La Lucea fête son 10e anniversaire, peut-on dire qu'aujourd'hui le pari est gagné pour la collection ?

Le pari est gagné en Asie où elle s’est imposée. La Lucea était conçue comme un produit commercial, très associé à la joaillerie et qui a fait ses preuves dans cette région, mais qui nécessite un supplément d’âme dans le reste du monde. Elle est accessible et facile à porter pour les clientes qui souhaitent une jolie montre au quotidien, et dans un sens elle reste assez classique. Elle ne véhicule pas encore la force d’esprit d’une Serpenti ou d’une Bulgari Bulgari qui sortent des codes, nous devons l’enrichir d’une vision qui lui permette de devenir une icône. En soi, le terme Lucea est intéressant car il signifie la lumière. Or la lumière diffuse de la joie, illumine les couleurs, sublime la beauté des pierres, autant de symboles et de concepts permettant à notre studio de design d’insuffler une puissance supplémentaire à la Lucea. Nous vivons aujourd’hui dans un monde où les clientes demandent du sens au produit.

Comme, par exemple, la Lucea au cadran en marqueterie de malachite ?

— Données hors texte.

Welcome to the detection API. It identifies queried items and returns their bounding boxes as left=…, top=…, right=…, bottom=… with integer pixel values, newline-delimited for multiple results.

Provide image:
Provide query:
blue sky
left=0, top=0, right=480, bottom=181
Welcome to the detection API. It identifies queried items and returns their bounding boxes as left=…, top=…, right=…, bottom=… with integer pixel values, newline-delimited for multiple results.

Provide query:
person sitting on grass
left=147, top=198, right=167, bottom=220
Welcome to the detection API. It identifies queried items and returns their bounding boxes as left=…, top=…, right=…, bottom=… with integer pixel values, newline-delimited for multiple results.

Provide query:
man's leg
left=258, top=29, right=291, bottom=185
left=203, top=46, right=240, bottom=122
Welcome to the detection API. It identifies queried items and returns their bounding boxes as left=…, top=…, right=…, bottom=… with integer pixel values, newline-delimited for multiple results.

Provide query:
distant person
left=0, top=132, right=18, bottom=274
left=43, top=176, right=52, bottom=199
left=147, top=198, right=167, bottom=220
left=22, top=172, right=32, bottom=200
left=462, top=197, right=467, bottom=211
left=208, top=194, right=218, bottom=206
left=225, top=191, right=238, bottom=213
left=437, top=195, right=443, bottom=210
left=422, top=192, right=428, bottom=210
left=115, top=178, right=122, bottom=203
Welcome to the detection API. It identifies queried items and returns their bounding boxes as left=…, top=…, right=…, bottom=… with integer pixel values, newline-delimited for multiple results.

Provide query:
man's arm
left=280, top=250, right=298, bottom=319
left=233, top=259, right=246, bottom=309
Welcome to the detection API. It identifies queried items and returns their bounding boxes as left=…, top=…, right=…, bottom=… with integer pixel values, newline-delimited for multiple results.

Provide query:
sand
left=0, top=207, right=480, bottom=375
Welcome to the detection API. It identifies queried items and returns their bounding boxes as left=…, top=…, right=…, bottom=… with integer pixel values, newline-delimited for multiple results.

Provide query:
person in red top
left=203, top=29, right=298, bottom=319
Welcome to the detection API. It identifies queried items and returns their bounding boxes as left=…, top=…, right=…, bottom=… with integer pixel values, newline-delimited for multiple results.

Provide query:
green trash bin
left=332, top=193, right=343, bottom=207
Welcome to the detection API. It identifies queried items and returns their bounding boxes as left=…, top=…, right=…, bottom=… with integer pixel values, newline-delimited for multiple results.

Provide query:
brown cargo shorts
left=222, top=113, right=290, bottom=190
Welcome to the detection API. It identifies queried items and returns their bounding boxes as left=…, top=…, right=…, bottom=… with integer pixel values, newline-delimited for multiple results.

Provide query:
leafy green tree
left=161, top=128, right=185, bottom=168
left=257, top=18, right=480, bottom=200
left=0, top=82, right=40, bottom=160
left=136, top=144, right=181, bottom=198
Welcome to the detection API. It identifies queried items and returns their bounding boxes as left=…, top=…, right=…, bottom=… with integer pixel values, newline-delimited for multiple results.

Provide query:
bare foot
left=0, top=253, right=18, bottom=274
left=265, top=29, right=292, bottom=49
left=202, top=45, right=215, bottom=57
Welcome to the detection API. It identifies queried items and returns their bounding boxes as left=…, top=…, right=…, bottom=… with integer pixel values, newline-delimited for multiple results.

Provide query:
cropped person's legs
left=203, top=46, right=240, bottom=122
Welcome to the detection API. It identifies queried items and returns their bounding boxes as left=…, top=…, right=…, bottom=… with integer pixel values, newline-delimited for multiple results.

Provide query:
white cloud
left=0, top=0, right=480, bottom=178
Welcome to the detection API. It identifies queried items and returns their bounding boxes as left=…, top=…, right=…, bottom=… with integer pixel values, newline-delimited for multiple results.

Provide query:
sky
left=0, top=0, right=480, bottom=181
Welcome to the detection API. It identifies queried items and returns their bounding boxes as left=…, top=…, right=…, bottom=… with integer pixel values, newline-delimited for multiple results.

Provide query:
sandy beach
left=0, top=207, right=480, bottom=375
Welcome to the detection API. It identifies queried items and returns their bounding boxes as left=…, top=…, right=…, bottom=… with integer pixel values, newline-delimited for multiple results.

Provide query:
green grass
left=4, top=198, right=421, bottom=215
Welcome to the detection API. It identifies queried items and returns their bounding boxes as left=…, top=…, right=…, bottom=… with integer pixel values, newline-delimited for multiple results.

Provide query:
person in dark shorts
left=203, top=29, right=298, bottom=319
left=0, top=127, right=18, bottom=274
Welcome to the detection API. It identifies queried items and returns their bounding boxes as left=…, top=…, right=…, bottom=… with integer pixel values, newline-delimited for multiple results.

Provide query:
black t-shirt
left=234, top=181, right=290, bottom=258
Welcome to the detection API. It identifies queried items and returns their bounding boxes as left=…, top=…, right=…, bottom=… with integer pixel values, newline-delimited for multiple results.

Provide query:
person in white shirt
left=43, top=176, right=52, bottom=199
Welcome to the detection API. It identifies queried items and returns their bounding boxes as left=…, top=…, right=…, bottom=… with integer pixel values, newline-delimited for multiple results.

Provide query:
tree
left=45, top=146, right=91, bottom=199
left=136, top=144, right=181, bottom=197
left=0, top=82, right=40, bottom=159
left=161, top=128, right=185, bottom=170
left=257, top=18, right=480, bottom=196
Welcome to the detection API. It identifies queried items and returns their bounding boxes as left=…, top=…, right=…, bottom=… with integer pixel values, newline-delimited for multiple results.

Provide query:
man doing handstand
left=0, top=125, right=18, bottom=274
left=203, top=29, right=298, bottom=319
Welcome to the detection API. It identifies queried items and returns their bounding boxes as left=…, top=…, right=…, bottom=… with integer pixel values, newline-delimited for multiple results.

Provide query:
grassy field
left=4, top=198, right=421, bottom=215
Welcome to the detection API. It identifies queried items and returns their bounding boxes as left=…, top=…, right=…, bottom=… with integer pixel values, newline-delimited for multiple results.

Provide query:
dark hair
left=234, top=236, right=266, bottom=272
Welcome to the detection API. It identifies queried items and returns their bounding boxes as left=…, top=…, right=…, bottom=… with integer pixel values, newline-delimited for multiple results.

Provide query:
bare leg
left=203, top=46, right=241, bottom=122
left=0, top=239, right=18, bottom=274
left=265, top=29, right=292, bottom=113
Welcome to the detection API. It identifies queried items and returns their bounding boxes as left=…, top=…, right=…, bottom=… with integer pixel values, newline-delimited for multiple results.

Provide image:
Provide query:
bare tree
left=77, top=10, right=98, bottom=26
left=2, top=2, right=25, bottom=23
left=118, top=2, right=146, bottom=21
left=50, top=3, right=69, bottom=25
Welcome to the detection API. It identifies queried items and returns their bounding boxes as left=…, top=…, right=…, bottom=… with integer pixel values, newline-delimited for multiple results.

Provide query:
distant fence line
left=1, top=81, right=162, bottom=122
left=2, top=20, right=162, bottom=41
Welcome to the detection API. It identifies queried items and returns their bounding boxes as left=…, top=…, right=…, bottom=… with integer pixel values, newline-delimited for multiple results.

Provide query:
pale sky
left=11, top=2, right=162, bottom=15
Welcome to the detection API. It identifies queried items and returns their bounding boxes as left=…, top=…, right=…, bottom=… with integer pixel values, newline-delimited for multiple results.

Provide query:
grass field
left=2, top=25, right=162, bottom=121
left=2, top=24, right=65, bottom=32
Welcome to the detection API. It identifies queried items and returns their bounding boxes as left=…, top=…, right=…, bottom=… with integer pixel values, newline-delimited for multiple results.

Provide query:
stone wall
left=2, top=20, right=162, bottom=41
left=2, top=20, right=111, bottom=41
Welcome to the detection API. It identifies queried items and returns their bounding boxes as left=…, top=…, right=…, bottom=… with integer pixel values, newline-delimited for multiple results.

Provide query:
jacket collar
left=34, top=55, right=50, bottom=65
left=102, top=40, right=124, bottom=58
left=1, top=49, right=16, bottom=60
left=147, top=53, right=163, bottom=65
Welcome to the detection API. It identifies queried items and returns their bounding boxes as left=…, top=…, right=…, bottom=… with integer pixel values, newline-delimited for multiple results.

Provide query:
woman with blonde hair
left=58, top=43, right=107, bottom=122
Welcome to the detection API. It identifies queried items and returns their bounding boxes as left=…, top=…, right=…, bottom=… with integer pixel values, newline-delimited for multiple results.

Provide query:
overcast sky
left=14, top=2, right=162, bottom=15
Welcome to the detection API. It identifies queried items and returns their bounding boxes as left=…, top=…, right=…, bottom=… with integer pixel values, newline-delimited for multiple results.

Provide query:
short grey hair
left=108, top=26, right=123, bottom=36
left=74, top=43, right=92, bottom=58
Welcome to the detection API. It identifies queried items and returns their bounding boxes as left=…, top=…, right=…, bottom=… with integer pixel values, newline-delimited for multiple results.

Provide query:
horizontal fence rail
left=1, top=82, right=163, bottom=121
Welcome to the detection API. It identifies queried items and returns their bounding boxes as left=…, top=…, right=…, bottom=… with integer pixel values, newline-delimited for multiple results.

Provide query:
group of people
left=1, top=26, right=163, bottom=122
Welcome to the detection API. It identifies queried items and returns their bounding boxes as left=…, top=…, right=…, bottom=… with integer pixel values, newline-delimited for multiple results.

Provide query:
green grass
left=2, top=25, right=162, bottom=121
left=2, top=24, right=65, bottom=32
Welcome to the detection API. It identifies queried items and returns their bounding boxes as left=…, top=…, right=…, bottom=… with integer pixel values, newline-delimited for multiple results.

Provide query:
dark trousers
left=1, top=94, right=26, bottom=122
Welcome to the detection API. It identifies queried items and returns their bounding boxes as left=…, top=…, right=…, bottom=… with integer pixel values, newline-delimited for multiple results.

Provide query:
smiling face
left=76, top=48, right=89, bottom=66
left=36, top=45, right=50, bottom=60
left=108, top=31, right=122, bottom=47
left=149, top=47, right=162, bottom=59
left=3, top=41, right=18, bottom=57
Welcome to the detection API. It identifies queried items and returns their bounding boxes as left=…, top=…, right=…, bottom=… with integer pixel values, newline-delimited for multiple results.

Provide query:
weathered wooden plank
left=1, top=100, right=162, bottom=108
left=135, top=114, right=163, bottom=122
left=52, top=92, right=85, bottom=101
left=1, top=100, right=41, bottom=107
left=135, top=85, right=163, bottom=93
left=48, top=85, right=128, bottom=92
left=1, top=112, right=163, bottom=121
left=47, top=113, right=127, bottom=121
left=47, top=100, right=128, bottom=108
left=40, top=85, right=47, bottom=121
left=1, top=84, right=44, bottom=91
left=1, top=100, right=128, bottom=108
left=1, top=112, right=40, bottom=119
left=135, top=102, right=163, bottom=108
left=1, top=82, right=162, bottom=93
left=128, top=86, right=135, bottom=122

En effet, nous utilisons pour cette nouveauté 2024 nos chutes de malachite afin de reconstruire à la main des cadrans uniques, dont le rendu est incroyable. Les fragments sont extrêmement fins et recomposés délicatement, nous sommes dans l’expression des métiers d’art et de la joaillerie, où le jeu de lumière ajoute une dimension très intéressante. Le tout apporte une meilleure compréhension de la collection Lucea.

Lucea © Bulgari
Lucea au cadran en marqueterie de malachite © Bulgari

Cette évolution de la collection Lucea sera-t-elle accompagnée d’une montée en gamme ?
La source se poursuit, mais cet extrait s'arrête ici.